Official implementation of 'SPHINX: A Mixer of Tasks, Domains, and Embeddings Advances Multi-modal Large Language Models'.

Try out our web demo 🚀 here!

News

  • [2023-10-17] We release the demo, code, and model of SPHINX 🎉.

Introduction

We present $\color{goldenrod}{SPHINX}$, a versatile multi-modal large language model (MLLM) with a mixer of training tasks, data domains, and visual embeddings.

  • Task Mix. For all-purpose capabilities, we mix a variety of vision-language tasks for mutual improvement: VQA, REC, REG, OCR, etc.

  • Embedding Mix. We capture robust visual representations by fusing distinct visual architectures, pre-training, and granularity.

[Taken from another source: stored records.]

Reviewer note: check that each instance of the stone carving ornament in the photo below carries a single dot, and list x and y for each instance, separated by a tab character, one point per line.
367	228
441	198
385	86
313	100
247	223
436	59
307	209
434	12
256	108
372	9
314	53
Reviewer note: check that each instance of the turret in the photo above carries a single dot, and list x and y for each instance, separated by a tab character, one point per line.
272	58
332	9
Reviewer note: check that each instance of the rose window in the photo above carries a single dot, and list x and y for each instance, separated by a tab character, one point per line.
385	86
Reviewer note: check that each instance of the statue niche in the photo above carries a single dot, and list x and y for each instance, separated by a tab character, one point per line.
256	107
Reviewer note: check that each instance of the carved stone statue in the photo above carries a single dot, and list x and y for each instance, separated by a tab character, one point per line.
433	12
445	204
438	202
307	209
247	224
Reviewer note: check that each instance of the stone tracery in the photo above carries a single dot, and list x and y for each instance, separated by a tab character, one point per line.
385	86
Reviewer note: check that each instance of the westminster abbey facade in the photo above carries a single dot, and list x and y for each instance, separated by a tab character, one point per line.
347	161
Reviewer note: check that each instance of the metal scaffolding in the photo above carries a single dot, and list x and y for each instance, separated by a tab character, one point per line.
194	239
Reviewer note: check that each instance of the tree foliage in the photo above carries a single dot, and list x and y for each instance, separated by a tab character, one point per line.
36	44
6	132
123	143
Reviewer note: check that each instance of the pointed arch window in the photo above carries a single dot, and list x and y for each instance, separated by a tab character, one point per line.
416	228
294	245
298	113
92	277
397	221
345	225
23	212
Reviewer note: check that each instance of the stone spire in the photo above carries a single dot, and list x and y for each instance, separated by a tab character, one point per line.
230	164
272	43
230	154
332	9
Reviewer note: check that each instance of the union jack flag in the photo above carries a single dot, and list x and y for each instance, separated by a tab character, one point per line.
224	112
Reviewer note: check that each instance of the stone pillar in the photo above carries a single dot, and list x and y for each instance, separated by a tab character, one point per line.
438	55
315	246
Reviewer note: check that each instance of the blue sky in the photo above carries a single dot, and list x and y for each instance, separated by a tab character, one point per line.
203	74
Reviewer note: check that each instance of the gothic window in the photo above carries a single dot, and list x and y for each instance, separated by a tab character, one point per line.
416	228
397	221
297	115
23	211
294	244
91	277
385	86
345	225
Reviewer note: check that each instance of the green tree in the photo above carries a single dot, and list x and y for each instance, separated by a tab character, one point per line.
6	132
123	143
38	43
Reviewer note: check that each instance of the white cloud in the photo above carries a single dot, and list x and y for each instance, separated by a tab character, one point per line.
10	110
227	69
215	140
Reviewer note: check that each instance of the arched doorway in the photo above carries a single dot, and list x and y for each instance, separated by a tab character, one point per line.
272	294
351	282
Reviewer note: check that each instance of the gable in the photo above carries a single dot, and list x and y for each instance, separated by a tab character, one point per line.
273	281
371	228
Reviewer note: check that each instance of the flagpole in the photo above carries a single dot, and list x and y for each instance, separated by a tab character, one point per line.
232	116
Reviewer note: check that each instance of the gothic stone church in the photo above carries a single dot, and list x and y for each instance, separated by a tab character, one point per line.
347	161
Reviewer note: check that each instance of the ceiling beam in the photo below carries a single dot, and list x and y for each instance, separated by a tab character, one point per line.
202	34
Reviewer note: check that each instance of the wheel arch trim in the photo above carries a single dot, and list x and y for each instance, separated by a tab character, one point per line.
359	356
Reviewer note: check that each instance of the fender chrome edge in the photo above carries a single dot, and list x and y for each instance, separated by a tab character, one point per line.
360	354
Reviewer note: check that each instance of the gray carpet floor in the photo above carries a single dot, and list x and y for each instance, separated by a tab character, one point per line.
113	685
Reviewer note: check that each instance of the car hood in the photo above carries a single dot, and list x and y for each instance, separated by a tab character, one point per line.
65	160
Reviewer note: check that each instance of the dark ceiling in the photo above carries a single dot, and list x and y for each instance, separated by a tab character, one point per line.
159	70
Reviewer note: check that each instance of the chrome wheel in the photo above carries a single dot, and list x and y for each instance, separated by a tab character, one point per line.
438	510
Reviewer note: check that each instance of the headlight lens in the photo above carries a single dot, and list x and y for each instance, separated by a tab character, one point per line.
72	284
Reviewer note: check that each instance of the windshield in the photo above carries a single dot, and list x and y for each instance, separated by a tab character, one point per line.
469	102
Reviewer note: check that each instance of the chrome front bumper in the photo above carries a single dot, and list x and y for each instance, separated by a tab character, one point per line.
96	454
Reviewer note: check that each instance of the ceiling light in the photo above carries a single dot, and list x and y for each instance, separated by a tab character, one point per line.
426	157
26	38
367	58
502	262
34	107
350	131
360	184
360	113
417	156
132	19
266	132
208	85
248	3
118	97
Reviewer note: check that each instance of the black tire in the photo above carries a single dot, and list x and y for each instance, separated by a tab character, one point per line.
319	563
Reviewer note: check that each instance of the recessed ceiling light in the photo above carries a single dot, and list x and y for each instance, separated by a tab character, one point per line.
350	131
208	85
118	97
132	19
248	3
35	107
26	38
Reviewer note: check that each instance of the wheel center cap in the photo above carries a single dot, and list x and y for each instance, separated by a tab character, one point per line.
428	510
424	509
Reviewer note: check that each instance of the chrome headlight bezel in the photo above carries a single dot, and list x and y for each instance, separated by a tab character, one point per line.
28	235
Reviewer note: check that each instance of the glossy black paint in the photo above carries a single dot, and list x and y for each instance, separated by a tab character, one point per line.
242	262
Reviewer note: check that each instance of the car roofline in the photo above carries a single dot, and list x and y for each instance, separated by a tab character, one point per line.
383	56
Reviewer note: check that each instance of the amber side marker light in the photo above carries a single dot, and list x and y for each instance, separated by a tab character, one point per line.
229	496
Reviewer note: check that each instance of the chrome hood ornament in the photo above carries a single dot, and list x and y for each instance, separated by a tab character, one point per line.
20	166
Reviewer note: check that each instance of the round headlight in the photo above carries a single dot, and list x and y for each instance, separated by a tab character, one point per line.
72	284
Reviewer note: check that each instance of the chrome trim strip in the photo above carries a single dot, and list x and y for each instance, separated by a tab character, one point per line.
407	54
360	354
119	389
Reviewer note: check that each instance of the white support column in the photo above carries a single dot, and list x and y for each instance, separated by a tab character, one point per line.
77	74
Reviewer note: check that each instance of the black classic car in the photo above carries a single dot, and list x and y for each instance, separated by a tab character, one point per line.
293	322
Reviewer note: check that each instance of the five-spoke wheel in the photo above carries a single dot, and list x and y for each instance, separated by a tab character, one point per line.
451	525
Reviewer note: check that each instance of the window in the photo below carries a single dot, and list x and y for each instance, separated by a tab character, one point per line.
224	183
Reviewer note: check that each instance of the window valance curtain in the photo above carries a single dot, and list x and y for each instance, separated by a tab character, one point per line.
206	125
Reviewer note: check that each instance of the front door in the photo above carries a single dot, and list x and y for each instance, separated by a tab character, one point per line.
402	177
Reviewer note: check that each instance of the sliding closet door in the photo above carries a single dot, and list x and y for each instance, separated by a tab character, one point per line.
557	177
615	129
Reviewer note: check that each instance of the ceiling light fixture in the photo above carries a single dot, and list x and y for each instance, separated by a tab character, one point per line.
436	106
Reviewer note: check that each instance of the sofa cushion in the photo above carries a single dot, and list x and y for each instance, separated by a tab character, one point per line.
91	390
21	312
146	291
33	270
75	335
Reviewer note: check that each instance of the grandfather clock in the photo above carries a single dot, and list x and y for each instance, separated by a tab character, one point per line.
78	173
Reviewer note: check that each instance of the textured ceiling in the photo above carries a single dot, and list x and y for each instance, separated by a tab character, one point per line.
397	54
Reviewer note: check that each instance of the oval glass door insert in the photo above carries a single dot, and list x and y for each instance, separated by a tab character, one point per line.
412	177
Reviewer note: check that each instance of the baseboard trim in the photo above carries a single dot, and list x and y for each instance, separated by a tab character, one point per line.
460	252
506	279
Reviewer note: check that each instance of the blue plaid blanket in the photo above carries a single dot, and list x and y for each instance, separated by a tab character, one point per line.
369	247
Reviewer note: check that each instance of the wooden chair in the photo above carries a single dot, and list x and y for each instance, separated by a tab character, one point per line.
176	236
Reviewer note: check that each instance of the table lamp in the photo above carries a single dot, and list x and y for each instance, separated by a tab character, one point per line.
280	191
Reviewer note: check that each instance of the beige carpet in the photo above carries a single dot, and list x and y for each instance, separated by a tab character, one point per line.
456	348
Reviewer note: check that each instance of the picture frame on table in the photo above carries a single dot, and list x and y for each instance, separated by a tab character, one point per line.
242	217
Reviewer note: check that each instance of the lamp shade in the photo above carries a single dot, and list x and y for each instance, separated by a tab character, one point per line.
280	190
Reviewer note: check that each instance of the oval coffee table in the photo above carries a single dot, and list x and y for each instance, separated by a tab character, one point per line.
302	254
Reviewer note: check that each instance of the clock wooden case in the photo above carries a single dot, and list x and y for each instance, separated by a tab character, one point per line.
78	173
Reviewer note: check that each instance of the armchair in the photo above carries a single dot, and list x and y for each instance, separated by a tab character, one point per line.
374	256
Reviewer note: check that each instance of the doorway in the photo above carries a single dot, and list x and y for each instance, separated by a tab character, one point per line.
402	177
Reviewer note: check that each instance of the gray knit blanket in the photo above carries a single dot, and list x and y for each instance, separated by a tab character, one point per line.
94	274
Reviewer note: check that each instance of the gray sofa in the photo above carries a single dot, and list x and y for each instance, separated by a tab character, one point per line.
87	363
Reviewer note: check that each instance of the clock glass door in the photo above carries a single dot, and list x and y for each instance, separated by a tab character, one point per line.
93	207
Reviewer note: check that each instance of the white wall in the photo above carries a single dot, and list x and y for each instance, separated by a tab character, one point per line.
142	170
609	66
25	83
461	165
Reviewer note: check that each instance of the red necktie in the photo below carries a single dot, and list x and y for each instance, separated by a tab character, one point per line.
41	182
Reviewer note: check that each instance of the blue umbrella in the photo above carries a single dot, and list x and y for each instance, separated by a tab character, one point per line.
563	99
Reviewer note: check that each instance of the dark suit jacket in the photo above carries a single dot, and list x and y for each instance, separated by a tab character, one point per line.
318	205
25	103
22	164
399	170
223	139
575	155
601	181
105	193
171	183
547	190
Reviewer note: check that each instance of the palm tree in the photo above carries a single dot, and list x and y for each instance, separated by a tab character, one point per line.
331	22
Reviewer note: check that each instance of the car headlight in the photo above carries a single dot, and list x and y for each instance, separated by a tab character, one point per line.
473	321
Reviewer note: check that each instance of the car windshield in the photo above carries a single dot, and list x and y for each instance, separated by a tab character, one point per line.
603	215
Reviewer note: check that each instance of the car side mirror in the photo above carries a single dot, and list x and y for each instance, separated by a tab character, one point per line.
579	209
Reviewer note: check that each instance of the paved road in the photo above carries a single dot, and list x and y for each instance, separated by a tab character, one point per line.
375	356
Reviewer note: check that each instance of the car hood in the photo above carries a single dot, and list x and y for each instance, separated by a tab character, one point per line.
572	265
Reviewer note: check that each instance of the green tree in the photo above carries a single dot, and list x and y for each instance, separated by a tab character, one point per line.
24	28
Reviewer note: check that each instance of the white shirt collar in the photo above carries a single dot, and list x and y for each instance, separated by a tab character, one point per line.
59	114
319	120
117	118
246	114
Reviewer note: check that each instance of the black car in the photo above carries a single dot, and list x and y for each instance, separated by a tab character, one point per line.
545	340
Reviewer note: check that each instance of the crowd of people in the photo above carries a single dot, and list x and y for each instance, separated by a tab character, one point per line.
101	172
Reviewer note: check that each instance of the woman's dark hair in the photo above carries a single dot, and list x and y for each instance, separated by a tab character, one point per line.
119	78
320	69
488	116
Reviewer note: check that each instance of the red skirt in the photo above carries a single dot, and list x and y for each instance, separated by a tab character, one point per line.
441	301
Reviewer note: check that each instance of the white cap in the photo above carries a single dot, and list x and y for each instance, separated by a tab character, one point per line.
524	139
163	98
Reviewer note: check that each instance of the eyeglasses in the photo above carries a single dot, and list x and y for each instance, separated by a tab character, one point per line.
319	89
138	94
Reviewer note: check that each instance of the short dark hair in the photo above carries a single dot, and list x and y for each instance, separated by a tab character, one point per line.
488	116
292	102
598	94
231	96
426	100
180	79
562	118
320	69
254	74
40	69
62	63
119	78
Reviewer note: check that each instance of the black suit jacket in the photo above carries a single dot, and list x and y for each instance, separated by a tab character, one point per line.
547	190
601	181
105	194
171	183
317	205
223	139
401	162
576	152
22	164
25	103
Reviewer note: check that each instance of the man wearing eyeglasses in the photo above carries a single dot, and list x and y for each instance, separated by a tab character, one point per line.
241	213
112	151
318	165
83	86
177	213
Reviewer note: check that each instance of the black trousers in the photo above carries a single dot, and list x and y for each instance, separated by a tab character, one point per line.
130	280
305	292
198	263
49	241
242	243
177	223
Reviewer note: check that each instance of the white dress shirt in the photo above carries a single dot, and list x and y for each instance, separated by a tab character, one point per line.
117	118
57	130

  • Domain Mix. For data from real-world and synthetic domains, we mix the weights of two domain-specific models for complementarity.



## Demo Via our proposed three-fold mixer, $\color{goldenrod}{SPHINX}$ exhibits superior multi-modal understanding and reasoning powers.






Inference

This section provides a step-by-step guide for hosting a local SPHINX demo. If you're already familiar with the LLAMA2-Accessory toolkit, note that hosting a SPHINX demo follows the same pipeline as hosting demos for the other models supported by LLAMA2-Accessory.

Installation

SPHINX is built upon LLaMA2-Accessory, please follow the instructions here for environment setup.

Weights

We provide the beta-version checkpoints on HuggingFace🤗. Please download them to your own machine. The file structure should appear as follows:

ckpt_path/
├── consolidated.00-of-02.model.pth
└── consolidated.01-of-02.model.pth

Host Local Demo

Execute the following command for demo hosting:

cd LLaMA2-Accessory/accessory
python demos/multi_turn_mm.py --n_gpus=2 \
--tokenizer_path=/path/to/tokenizer.model --llama_type=llama_ens \
--pretrained_path ckpt_path/

Explanation of each argument:

  • --n_gpus: Number of gpus to use. Utilizing more GPUs will alleviate memory usage on each GPU through model parallelism. Currently, this argument should be set to either 1 or 2, as support for consolidated ckpt num < gpu num is not yet available.
  • --tokenizer_path: Path to the official LLaMA2 tokenizer. Note that the tokenizer file is the same for both LLaMA and LLaMA2. You may download it from here.
  • --llama_type: The model architecture of SPHINX is defined in accessory/model/LLM/llama_ens.py, and specifying --llama_type=llama_ens tells the demo program to use this architecture.
  • --pretrained_path: The path to pre-trained checkpoint.